J’ai vite compris pendant mes études et au travers de mes expériences professionnelles, que je souhaitais faire un métier en contact avec les gens. Je ne me vois pas passer 8h par jour seule sans voir personne car j’ai besoin d’interactions humaines pour m’épanouir. Le management m’a toujours intéressé, notamment pour cet aspect social. Il y a un an, j’ai donc postulé pour être cheffe d’équipe en usine.
En prenant mon poste, j’ai réalisé que la théorie et la pratique n’ont rien à voir. J’ai changé de galaxie à la manière de Buzz l’éclair quand je suis passée de l’autre côté de la barrière. Et même si ça a été passionnant et très enrichissant, j’ai surtout eu de nombreux challenges à relever pour faire ma place et tenter de devenir une bonne cheffe.
Conseil n°1 : savoir écouter
C’est le conseil le plus bateau que l’on donne aux nouveaux managers. Quand je l’ai lu dans un manuel de management avant de commencer ce nouveau job, je me suis dit que c’était évident. Bien sûr qu’il faut écouter les gens, sinon comment puis-je faire correctement mon travail ? Ecouter les gens, c’est s’assurer d’avoir toutes les informations au bon moment pour évaluer correctement la situation. Par exemple : est-ce que l’usine va exploser ou ai-je le temps de finir mon sandwich ? (Réponse : on a toujours le temps de finir un sandwich, surtout s’il y a du fromage dedans).
Mais j’ai aussi appris qu’il faut s’intéresser sincèrement à la vie de ses collaborateurs car nous ne sommes pas des machines. Quand quelqu’un va travailler, il vient avec son histoire, ses joies, ses soucis (et ses nuits sans sommeils pour cause de nouveau-né). Il ne s’agit pas de devenir le confident de son équipe mais bien de créer une relation de confiance et de bienveillance pour que les gens osent s’exprimer et qu’on puisse intervenir s’ils ont besoin d’aide.
Parfois, être à l’écoute ne suffit pas, et il faut aussi apprendre à observer et à se mettre à la place de l’autre. J’ai été, par exemple, surprise quand un de mes collègues m’a signalé une personne qui avait plus de difficultés à lire.
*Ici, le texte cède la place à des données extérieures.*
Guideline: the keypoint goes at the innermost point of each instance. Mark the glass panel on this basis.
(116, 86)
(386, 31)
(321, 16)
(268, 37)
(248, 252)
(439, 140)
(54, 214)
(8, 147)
Ça m’’était arrivée auparavant d’être agacée quand quelqu’un ne suivait pas les consignes écrites, car je n’avais pas compris le problème. Lire me paraissait tellement évident et naturel que j’en avais oublié que tout le monde n’a pas eu ma chance en matière d’éducation.
Conseil n°2 : s’adapter à son équipe
Comme chacun de nous est unique, avec ses forces et ses faiblesses, je pense qu’on ne peut pas avoir une seule forme de management, tout dépend de son interlocuteur. Par exemple, certaines personnes sont motivées et très impliquées, et j’ai donc en tant que manager naturellement envie de leur donner plus de responsabilités. Je sais que je peux leur faire confiance : elles ne réussiront pas forcément tout mais elles feront de leur mieux, communiqueront, et demanderont de l’aide si besoin.
Avec d’autres personnes plus “blasées”, toute la difficulté est d’essayer de créer un lien pour les impliquer. Elles ne travaillent pas pour la beauté de la mission ou de l’entreprise, mais elles peuvent être plus impliquées si elles trouvent un intérêt à venir bosser, par exemple de la reconnaissance, ou le fait de passer un bon moment.
Enfin, il y a les cas difficiles, ceux que personne n’aime pas avoir dans son équipe, même si bien entendu, je ne le crie pas haut et fort. Ceux qui cachent leurs lacunes sous des excuses ou des mensonges, ceux en qui je ne peux pas avoir confiance. C’est d’autant plus dommage que ça va être pénible pour eux et pour moi en tant que manager puisque je vais devoir les surveiller.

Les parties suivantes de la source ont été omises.